08-10-11, 11:03 AM	#2
Rockstar In the Brig Join Date: Nov 2002 Location: Zendia Bar & Grill Posts: 12,614 Downloads: 10 Uploads: 0	Nobody advertises security locks as fail-safe, security ratings of locks and vaults are measured by how long it takes someone to get past it. The longer time it takes to bypass the security system increases the probability of the thief getting caught before they can defeat it. Makes ya wonder about this though.
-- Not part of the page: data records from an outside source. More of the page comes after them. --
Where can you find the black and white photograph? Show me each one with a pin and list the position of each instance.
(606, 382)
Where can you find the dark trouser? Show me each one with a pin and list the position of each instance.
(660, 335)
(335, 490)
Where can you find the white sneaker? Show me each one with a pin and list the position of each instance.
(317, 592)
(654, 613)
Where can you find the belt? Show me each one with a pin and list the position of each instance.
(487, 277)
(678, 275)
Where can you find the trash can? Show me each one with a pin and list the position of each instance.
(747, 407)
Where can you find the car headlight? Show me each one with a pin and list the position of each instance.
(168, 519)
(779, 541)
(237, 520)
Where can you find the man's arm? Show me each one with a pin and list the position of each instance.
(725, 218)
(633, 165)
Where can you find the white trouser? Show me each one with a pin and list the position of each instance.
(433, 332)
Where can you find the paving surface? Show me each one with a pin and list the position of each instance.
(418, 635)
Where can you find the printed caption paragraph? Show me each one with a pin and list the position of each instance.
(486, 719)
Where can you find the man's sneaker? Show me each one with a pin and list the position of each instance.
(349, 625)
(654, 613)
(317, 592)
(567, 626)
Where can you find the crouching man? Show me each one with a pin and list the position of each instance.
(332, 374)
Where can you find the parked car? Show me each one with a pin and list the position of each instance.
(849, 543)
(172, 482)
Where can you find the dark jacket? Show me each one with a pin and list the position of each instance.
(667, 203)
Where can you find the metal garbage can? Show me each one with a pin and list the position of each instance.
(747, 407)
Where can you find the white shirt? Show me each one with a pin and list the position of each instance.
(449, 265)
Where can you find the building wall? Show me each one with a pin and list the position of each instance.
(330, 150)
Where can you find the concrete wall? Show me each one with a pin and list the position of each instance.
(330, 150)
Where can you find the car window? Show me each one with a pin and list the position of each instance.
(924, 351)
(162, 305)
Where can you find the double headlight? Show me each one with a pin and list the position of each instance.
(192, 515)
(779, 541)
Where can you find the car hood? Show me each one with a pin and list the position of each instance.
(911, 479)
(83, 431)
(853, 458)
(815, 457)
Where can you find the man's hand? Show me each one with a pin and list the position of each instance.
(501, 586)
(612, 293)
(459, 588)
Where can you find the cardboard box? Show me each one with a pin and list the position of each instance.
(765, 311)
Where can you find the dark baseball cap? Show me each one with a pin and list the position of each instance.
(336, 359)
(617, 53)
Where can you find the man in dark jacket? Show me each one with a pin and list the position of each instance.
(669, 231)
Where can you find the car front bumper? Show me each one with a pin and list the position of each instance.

This is waaay to easy as if somehow maybe the design plans were intentional and specific buyers sought. This way others could have easy access to sensitive areas without a back ground check. Knowing this, one could easily make a fake issue ID and say they used it to get in. Be interesting to find out where these locks are being used. Scary. .

08-11-11, 07:26 PM	#6
vienna Navy Seal Join Date: Jun 2005 Location: Anywhere but the here & now... Posts: 7,711 Downloads: 85 Uploads: 0	Occam's Razor: The simplest solution is often the best. Time and time again articles appear regarding complex, sophisticated, and usually expensive security systems undone by someone using a simple, direct, and unsophisticated methodology. There have been many times I have helped out someone who has gotten themselves into some kind of fix with their computer or software and I just used some simple trick to clear up the problem. The whole security situation is somewhat akin to the famous scene in the original "Indiana Jones" movie where an Arab assailant is making grand threatening gestures with his swords and Indiana simply pulls out his pistol and blows the assailant away.